September 17, 2022 Drew Smith

Why this is interesting: a big part of a strategist’s job is about looking for shifts suggest and new future, and the signals that show it unfolding. This magazine is one of those signals.


This magazine, picked up at  Athanaeum Boekhandel in Amsterdam on a wet Saturday evening, seems so au courant. It speaks to Grant McCracken’s Return of The Artisan. It offers an escape route — nay, 100 of them! — from a bullshit job. It’s a repost to the capitalist moral panic du jour, that of quiet quitting.

Last night on Twitter, I said:

The moral panic about folk wanting a life in which work doesn't suck all the life out of said life is quite the bonfire.

Anthony Ingram said:

The panic is, I suspect, being fuelled by companies that are shitting themselves realising their gravy train is coming to an end.

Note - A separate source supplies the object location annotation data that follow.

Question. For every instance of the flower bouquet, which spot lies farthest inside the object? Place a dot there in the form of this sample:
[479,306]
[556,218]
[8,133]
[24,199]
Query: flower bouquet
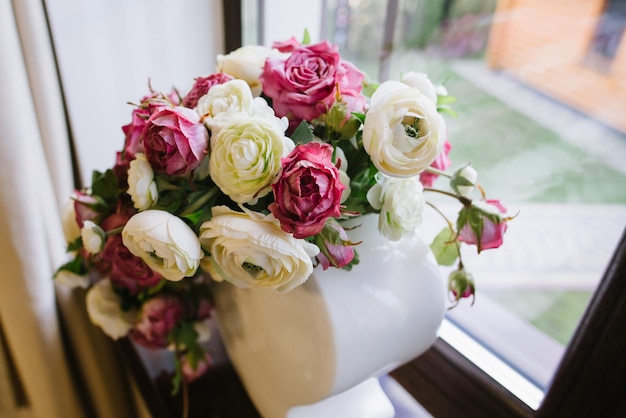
[247,177]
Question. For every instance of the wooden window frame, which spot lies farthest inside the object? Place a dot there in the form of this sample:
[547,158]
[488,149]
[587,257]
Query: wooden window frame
[588,382]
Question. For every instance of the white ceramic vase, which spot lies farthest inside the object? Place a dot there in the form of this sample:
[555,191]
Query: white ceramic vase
[316,351]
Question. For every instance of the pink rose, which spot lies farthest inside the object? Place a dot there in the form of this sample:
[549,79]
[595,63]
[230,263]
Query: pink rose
[308,190]
[126,270]
[287,46]
[157,319]
[441,163]
[335,252]
[304,85]
[481,224]
[201,86]
[175,140]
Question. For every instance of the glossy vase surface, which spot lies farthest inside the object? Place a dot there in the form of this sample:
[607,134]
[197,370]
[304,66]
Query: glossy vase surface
[314,351]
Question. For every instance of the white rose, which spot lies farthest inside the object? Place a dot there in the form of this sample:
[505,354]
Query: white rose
[421,82]
[222,101]
[71,280]
[93,237]
[245,157]
[401,203]
[165,242]
[141,185]
[71,231]
[403,133]
[104,309]
[246,63]
[250,250]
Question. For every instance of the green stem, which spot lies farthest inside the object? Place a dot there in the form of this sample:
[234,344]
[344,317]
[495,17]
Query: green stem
[464,200]
[197,205]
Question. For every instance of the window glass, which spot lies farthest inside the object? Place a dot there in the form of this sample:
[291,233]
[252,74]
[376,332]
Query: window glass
[545,131]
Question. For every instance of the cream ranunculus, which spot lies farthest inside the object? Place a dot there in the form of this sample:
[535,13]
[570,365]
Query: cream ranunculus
[103,307]
[222,101]
[164,242]
[250,250]
[245,156]
[401,203]
[93,237]
[141,185]
[246,63]
[403,133]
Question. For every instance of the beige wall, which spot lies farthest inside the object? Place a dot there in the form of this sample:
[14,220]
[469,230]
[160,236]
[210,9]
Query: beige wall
[544,44]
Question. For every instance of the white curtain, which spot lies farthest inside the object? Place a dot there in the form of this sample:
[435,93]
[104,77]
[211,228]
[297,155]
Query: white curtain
[103,48]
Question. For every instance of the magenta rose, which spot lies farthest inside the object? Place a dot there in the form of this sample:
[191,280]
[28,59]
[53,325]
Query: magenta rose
[287,46]
[304,85]
[201,86]
[335,248]
[441,163]
[175,140]
[126,270]
[157,319]
[482,224]
[308,190]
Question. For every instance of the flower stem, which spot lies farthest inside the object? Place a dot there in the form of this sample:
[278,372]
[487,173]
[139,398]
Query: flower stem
[197,205]
[185,395]
[433,170]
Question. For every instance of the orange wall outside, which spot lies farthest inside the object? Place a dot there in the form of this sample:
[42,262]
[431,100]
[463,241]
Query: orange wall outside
[544,43]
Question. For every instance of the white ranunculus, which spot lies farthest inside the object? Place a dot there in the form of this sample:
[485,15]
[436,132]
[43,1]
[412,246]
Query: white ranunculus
[71,280]
[71,230]
[403,133]
[222,101]
[401,203]
[245,157]
[141,185]
[421,82]
[246,63]
[93,237]
[104,309]
[165,242]
[250,250]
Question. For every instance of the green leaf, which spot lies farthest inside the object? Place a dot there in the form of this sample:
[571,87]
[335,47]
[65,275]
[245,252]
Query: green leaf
[444,247]
[105,185]
[303,133]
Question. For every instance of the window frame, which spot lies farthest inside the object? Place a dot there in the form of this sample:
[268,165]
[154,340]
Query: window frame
[588,380]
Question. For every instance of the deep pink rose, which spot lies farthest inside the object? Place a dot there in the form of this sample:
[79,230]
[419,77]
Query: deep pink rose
[441,163]
[201,86]
[335,254]
[304,85]
[308,190]
[157,319]
[482,225]
[175,140]
[126,270]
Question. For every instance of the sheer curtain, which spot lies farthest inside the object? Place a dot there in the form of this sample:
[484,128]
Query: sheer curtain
[106,52]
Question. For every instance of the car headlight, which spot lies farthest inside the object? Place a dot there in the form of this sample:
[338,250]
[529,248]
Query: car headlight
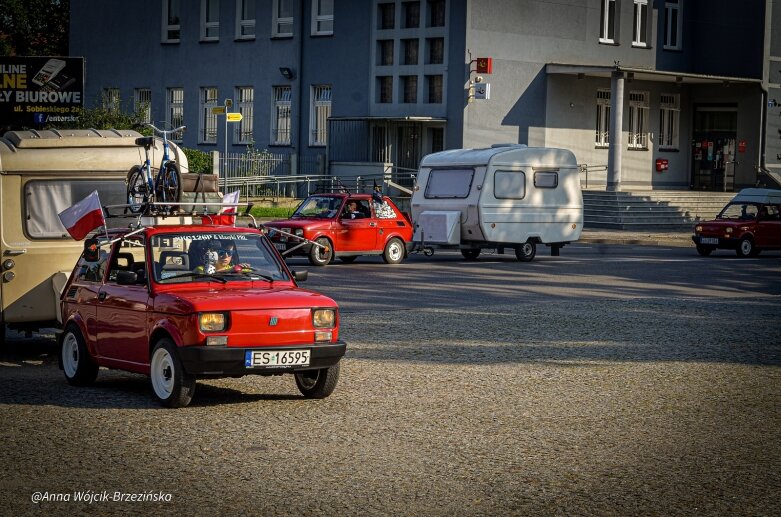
[212,321]
[324,318]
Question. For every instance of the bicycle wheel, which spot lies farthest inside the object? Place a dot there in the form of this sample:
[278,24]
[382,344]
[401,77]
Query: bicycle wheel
[137,189]
[169,187]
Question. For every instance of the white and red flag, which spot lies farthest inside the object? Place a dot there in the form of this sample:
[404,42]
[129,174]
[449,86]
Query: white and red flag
[231,198]
[83,217]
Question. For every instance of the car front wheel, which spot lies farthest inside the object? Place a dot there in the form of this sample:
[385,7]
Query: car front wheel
[394,252]
[318,384]
[76,362]
[172,385]
[320,256]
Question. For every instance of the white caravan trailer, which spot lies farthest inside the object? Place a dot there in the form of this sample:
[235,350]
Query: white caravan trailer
[507,196]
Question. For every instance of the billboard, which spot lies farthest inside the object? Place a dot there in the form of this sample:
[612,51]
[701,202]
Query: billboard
[40,90]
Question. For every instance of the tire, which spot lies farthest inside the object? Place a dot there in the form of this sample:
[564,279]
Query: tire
[172,385]
[394,251]
[746,248]
[471,254]
[76,363]
[169,189]
[526,252]
[137,189]
[319,256]
[318,384]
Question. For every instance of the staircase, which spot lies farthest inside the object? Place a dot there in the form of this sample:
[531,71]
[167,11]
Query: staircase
[651,210]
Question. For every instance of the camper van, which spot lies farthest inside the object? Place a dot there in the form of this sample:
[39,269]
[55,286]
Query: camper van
[506,196]
[41,174]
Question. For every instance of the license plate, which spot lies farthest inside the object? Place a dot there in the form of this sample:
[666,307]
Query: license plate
[276,359]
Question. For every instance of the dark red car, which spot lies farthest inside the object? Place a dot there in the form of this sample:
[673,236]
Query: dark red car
[750,223]
[345,226]
[183,302]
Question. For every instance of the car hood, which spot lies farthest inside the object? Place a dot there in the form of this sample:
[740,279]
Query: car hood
[225,297]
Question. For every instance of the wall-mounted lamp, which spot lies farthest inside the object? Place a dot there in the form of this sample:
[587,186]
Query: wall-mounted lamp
[286,72]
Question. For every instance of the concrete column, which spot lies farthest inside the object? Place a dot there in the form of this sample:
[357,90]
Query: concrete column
[616,131]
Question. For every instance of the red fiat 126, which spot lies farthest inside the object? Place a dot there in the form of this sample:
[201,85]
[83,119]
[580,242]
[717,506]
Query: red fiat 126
[750,223]
[181,302]
[346,226]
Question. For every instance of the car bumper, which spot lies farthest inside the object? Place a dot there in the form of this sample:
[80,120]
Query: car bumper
[722,243]
[229,361]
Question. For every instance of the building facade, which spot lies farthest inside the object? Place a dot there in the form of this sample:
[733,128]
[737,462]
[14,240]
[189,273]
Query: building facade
[690,83]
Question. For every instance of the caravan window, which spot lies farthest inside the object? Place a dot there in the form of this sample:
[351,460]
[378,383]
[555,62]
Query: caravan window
[509,185]
[449,183]
[44,199]
[546,179]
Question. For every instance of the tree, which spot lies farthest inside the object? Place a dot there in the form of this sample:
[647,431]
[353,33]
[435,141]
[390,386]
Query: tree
[34,27]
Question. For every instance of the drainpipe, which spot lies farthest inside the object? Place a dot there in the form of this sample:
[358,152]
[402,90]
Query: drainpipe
[616,131]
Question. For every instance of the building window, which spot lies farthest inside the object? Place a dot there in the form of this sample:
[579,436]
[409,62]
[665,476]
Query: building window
[171,27]
[640,32]
[434,89]
[322,17]
[175,109]
[210,20]
[638,120]
[386,16]
[669,118]
[603,118]
[245,97]
[411,11]
[110,99]
[385,52]
[321,110]
[672,25]
[245,19]
[410,51]
[208,129]
[607,22]
[142,103]
[385,89]
[436,51]
[281,121]
[436,13]
[282,19]
[409,84]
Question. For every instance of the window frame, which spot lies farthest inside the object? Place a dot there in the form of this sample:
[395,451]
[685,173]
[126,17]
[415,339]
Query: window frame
[242,23]
[320,110]
[281,110]
[167,29]
[318,18]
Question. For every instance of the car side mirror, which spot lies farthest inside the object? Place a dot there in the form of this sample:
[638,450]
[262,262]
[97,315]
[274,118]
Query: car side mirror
[126,278]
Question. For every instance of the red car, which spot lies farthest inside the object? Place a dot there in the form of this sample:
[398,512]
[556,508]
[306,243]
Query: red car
[183,302]
[750,223]
[345,226]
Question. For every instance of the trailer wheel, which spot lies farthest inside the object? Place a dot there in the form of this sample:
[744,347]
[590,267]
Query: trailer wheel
[471,254]
[526,252]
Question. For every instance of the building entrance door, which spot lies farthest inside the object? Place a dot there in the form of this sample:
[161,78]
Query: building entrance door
[713,148]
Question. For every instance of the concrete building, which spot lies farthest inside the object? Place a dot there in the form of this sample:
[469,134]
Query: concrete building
[693,85]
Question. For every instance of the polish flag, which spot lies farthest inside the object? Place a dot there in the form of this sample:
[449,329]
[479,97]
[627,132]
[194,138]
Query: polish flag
[230,198]
[83,217]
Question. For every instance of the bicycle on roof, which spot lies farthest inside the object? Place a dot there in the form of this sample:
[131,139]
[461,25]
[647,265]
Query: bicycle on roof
[143,187]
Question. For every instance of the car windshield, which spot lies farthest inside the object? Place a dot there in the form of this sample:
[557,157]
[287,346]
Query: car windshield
[741,211]
[318,206]
[205,257]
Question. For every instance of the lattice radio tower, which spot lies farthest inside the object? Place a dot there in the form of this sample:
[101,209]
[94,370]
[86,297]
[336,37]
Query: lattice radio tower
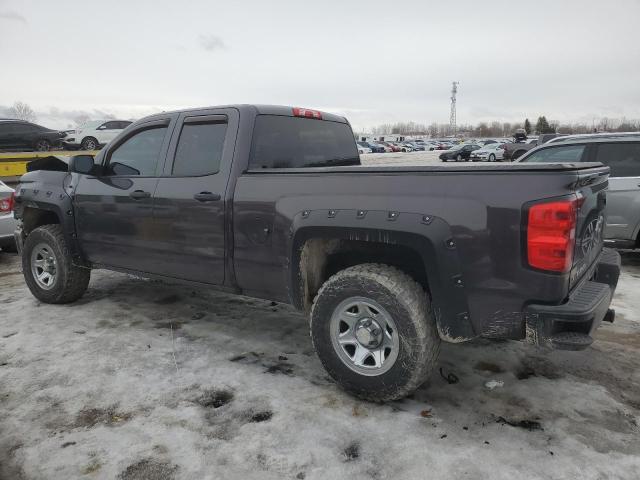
[452,118]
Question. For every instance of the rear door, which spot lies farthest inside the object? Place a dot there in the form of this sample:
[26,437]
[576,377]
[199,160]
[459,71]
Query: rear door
[113,211]
[190,201]
[623,197]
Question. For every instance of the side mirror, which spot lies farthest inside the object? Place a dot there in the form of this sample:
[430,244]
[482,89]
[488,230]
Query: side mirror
[82,164]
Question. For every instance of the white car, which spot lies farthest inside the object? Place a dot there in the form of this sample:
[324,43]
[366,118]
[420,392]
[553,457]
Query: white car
[94,134]
[493,152]
[7,222]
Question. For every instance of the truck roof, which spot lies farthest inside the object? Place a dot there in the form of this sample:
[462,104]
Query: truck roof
[473,168]
[257,109]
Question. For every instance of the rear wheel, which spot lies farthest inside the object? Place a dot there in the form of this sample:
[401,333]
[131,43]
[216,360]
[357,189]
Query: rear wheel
[48,269]
[372,328]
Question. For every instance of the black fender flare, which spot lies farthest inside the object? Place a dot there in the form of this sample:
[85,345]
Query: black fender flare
[52,197]
[428,235]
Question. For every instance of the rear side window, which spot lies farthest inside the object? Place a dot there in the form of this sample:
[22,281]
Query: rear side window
[569,153]
[622,158]
[199,150]
[295,142]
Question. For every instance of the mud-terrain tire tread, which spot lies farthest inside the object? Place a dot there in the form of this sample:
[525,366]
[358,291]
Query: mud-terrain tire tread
[74,280]
[415,301]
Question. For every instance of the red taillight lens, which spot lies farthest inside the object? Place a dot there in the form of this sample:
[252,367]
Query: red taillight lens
[6,204]
[305,112]
[551,232]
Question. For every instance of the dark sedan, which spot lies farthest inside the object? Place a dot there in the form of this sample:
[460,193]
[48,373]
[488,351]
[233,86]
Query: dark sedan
[459,153]
[20,135]
[375,148]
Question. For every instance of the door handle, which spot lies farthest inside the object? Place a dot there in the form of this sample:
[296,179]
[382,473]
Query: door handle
[207,197]
[139,194]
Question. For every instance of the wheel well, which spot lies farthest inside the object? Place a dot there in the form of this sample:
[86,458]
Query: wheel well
[320,258]
[33,218]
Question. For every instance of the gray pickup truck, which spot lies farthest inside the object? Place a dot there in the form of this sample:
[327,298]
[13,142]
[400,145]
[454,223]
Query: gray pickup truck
[272,202]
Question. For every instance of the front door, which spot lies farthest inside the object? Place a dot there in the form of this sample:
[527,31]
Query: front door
[114,210]
[190,201]
[623,197]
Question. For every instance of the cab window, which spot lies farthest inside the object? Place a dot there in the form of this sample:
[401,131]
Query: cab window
[561,154]
[138,155]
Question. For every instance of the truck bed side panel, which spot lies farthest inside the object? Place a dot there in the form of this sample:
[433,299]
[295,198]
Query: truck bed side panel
[482,210]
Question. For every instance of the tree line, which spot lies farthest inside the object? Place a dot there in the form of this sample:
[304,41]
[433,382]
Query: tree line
[507,129]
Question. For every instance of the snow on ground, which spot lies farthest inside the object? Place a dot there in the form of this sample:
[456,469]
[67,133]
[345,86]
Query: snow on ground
[143,380]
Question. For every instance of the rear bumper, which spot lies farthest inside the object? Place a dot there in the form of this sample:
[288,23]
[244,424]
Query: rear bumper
[570,326]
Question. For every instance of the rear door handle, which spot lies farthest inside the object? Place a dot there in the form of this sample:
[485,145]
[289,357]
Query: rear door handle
[139,194]
[207,197]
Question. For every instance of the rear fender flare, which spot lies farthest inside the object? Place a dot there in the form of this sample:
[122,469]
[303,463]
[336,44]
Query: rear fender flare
[430,236]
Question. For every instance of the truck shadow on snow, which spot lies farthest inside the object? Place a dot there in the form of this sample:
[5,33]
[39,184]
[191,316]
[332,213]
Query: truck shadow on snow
[503,381]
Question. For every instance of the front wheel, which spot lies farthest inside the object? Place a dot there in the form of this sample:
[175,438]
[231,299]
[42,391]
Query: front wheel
[372,328]
[48,268]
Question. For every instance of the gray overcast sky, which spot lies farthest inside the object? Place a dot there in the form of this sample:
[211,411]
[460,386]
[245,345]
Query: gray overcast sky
[372,61]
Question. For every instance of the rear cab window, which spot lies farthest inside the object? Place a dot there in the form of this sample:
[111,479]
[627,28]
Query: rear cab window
[296,142]
[200,146]
[559,154]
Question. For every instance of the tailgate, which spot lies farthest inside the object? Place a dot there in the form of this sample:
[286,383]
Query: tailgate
[591,187]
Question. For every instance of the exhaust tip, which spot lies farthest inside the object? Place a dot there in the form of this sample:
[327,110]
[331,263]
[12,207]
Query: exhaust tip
[610,316]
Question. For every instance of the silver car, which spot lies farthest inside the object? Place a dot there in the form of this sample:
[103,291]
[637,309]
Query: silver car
[7,222]
[622,154]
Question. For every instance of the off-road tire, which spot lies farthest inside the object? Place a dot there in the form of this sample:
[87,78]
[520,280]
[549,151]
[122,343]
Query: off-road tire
[71,281]
[406,301]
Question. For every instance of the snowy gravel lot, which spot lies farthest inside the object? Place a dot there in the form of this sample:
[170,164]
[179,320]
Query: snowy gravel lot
[146,380]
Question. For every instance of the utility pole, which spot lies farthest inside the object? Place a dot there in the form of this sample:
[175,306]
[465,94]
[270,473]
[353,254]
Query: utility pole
[452,118]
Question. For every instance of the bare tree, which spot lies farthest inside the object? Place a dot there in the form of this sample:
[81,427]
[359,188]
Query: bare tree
[22,111]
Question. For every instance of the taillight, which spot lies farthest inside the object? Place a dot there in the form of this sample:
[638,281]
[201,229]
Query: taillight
[551,232]
[6,204]
[305,112]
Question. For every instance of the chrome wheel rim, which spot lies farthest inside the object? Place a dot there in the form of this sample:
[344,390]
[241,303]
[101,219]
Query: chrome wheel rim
[364,336]
[44,266]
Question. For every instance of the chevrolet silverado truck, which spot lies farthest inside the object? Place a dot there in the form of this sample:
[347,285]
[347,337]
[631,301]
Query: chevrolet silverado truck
[272,202]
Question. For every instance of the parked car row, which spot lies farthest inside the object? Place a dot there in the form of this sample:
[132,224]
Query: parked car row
[621,153]
[19,135]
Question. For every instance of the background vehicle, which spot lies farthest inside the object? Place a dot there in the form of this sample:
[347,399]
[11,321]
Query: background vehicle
[95,134]
[7,222]
[491,152]
[414,146]
[386,148]
[518,148]
[362,150]
[459,153]
[18,135]
[272,202]
[622,155]
[392,146]
[372,146]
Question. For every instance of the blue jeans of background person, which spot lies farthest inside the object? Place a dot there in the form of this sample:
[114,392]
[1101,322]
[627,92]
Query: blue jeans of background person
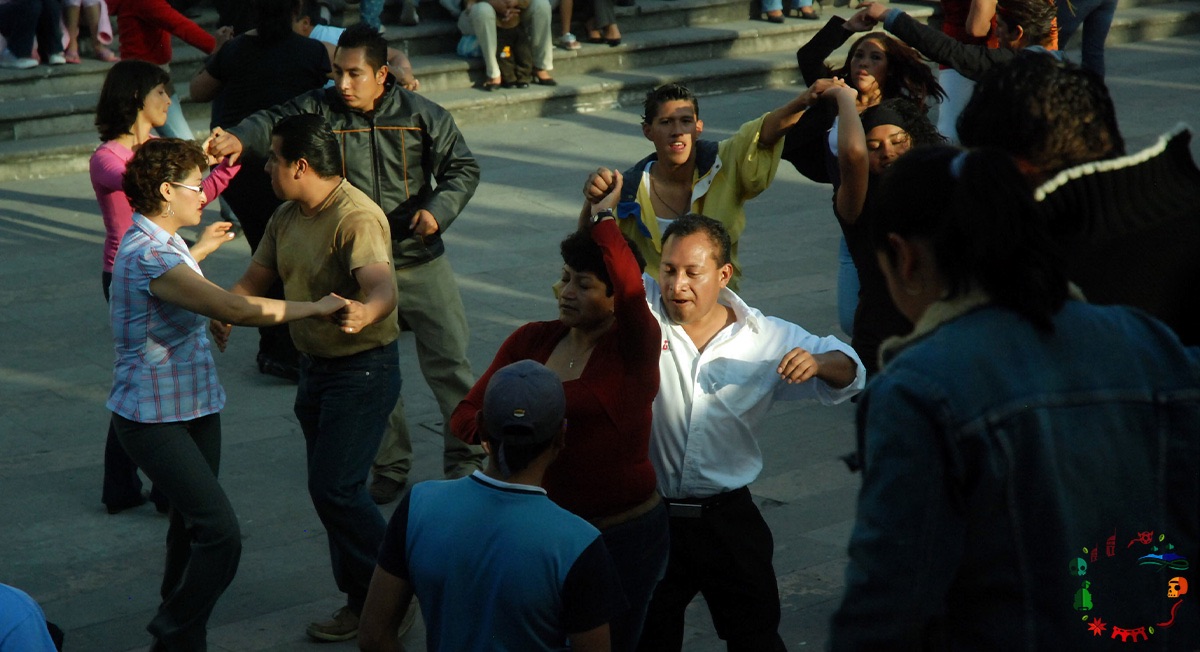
[1096,17]
[847,288]
[203,540]
[23,21]
[177,125]
[342,405]
[639,550]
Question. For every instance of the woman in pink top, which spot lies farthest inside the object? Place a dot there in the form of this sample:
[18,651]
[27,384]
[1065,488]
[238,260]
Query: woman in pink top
[132,101]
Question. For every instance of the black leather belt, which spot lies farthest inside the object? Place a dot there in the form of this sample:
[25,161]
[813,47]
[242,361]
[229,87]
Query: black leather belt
[695,508]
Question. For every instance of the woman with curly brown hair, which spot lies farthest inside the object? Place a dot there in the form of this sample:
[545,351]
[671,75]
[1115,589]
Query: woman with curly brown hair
[166,399]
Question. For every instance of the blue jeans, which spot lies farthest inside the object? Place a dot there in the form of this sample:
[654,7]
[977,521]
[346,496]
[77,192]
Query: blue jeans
[203,540]
[177,125]
[1096,17]
[778,5]
[639,550]
[342,405]
[847,288]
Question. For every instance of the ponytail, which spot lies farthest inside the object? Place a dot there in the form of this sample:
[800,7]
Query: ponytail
[977,211]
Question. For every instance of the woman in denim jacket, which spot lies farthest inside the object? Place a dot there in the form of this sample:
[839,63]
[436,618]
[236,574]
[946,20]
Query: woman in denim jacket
[1031,462]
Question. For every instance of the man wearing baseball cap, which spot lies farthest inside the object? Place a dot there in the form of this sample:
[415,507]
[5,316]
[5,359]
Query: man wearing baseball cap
[493,562]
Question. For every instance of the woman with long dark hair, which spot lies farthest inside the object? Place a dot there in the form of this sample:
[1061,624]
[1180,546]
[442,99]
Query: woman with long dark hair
[166,398]
[133,101]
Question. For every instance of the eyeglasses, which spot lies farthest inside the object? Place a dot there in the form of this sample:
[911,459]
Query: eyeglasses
[193,189]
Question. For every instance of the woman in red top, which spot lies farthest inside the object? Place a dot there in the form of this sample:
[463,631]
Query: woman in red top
[605,346]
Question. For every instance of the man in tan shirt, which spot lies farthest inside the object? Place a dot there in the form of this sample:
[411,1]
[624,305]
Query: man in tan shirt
[329,237]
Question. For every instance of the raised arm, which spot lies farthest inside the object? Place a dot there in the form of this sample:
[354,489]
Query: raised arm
[637,327]
[811,57]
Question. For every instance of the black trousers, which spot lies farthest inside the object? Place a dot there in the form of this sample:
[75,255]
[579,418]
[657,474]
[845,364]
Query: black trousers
[721,550]
[251,198]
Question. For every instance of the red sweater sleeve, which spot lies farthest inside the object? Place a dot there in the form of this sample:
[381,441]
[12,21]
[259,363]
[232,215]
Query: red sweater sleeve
[162,15]
[636,327]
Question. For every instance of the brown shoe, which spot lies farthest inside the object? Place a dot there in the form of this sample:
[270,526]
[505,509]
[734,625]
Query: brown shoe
[384,490]
[342,627]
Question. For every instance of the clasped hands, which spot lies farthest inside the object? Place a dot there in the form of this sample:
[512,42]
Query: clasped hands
[351,317]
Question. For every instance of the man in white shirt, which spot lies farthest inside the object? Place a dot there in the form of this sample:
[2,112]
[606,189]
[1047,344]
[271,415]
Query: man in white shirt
[723,365]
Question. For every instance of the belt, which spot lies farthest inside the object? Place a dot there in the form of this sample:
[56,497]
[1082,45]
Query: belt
[641,509]
[695,508]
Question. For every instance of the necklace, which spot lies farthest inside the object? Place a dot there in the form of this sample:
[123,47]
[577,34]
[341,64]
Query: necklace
[664,202]
[570,364]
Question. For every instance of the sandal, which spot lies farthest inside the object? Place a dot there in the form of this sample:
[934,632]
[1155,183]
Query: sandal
[569,42]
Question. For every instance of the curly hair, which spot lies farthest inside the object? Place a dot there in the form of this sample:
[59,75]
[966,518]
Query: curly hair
[978,215]
[909,73]
[1035,17]
[156,161]
[1048,113]
[124,94]
[373,45]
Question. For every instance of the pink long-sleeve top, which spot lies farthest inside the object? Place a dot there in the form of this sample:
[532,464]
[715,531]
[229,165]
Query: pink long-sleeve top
[107,172]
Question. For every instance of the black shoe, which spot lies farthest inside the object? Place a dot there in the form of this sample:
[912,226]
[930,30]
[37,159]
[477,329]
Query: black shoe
[117,508]
[274,368]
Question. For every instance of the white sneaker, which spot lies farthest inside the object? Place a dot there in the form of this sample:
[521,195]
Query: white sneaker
[10,60]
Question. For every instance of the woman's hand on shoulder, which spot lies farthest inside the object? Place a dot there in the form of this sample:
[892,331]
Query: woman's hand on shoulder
[211,238]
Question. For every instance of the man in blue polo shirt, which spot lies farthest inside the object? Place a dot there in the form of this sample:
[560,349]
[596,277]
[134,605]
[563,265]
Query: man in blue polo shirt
[493,562]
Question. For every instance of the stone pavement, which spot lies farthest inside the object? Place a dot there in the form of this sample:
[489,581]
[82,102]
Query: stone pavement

And to be sure, the WSJ and Bloomberg are pointing fingers for declining productivity at lazy employees and their quiet quitting ways.

Others attribute the popularity of the term to burnt out workers trying to reclaim some empowerment from system that demands not only an employee’s time, but a fair degree of their selfhood, too.

Derek Thompson at the Atlantic makes the interesting point that quiet quitting isn’t really about quitting at all. Instead, he argues that it’s a catch-all term that’s been birthed in to the lexicon to:

describe the colliding pressures of wanting to be financially secure, but not wanting to let work take over their life, but also having major status anxiety, but also experiencing guilt about that status anxiety, and sometimes feeling like gunning for that promotion, and sometimes feeling like quitting, and sometimes feeling like crawling into a sensory deprivation tank to make all those other anxieties shut up for a moment.

Whichever narrative you subscribe to, it’s hard to escape the feeling that something is seriously fucked up in the world of work.

I suspect it’s a long way from over yet.